Some encoder features benefit from or require the use of a multi-pass encoding approach. In SVT-AV1, in general, multi-pass encoding is useful for achieving a target bitrate when using VBR (variable bit rate) encoding, although both one-pass and multi-pass modes are supported.
When using CRF (constant visual rate factor) mode, multi-pass encoding is designed to improve quality for corner case videos--it is particularly helpful in videos with high motion because it can adjust the prediction structure (to use closer references, for example). Multi-pass encoding, therefore, can be said to have an impact on quality in CRF mode, but is not critical in most situations. In general, multi-pass encoding is not as important for SVT-AV1 in CRF mode than it is for some other encoders.
CBR (constant bit rate) encoding is always one-pass.
SVT-AV1 supports three general approaches to controlling the bitrate.
- In CBR (constant bit rate) mode, the target bitrate is forced at all times.

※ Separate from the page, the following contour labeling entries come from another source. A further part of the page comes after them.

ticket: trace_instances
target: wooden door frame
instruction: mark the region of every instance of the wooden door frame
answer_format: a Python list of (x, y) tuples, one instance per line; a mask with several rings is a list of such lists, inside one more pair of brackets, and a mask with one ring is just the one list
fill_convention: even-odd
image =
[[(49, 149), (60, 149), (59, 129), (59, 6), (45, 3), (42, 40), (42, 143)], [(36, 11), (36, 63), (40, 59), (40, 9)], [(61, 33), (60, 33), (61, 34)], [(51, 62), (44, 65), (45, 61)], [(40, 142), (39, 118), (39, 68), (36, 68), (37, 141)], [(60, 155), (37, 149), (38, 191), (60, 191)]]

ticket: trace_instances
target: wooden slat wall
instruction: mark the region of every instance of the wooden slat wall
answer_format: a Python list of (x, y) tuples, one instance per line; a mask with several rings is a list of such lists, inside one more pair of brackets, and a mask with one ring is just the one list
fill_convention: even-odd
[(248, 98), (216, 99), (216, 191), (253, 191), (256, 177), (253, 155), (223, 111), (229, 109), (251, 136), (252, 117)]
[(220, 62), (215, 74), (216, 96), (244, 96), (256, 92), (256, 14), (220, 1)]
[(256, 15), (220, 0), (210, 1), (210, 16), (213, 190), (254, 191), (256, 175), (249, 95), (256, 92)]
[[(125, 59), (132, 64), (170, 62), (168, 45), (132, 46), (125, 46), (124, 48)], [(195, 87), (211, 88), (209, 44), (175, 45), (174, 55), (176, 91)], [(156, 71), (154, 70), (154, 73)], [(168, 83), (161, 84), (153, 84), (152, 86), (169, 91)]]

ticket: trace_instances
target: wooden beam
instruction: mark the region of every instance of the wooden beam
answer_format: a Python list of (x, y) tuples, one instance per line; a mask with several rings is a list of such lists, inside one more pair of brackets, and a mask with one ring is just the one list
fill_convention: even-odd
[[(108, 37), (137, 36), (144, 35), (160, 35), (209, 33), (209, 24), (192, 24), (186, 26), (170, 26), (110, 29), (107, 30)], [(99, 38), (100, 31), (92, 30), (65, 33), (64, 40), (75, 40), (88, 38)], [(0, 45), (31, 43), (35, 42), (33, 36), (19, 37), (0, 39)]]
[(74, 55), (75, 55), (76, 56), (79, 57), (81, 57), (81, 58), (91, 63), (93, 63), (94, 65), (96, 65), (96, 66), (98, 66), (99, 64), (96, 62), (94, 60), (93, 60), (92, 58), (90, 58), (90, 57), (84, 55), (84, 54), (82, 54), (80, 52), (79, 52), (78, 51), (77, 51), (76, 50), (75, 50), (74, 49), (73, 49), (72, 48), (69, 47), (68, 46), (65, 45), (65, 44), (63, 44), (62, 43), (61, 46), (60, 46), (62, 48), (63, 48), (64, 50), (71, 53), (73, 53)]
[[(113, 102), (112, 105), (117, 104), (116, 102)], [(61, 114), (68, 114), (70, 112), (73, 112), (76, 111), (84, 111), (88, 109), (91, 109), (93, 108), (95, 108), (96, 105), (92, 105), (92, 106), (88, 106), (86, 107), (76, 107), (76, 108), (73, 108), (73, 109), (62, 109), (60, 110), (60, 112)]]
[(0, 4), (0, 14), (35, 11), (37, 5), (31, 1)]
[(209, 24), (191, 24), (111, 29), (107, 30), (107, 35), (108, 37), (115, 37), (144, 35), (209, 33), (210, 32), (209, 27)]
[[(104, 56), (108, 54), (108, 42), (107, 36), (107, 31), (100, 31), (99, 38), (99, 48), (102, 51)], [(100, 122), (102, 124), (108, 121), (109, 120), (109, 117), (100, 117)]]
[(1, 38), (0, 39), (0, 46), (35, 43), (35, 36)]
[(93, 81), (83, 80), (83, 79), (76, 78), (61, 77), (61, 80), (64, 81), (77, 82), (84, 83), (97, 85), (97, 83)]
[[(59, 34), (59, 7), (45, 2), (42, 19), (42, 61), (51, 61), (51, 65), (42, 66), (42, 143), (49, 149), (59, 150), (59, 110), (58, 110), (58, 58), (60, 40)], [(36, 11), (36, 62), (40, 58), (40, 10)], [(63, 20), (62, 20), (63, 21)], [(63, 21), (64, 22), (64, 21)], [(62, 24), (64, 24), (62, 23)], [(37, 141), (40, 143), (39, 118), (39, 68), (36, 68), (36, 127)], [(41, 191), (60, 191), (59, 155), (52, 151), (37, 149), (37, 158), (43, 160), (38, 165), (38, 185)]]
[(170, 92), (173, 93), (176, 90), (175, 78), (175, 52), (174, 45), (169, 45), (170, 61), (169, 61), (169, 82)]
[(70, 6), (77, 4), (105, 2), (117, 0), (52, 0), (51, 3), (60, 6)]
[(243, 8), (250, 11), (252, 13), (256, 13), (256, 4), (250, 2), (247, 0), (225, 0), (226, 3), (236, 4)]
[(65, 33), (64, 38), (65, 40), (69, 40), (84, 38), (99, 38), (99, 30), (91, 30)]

This results in a predictable file size, but inefficient use of space as simple
scenes get too many bits and complex scenes get too few. Use
--rc=2
for this mode. - In VBR (variable bit rate) mode, a target bitrate it set, but the effective bitrate
can vary above and below the target. Use
--rc=1
to enable VBR mode and set the flexibility of the effective bitrate using--bias-pct
. A value closer to zero makes the encode behave more like a CBR encode, while a value closer to 100 gives it greater flexibility. In the VBR mode, the rate control algorithm matches the rate over the sequence. Use--gop-constraint-rc 1
to enable rate matching over each gop. This feature is currently supported with VBR mode when Gop size is greater than 119. - CRF (constant rate factor) mode targets a constant visual quality. This approach
leads to a favorable visual quality for a given file size and is recommended
for applications where a target bitrate is not necessary, such as in a home environment.
Set
--rc=0
to use this method.
The feature settings that are described in this document were compiled at v2.2.0 of the code and may not reflect the current status of the code. The description in this document represents an example showing how features would interact with the SVT architecture. For the most up-to-date settings, it's recommended to review the section of the code implementing this feature.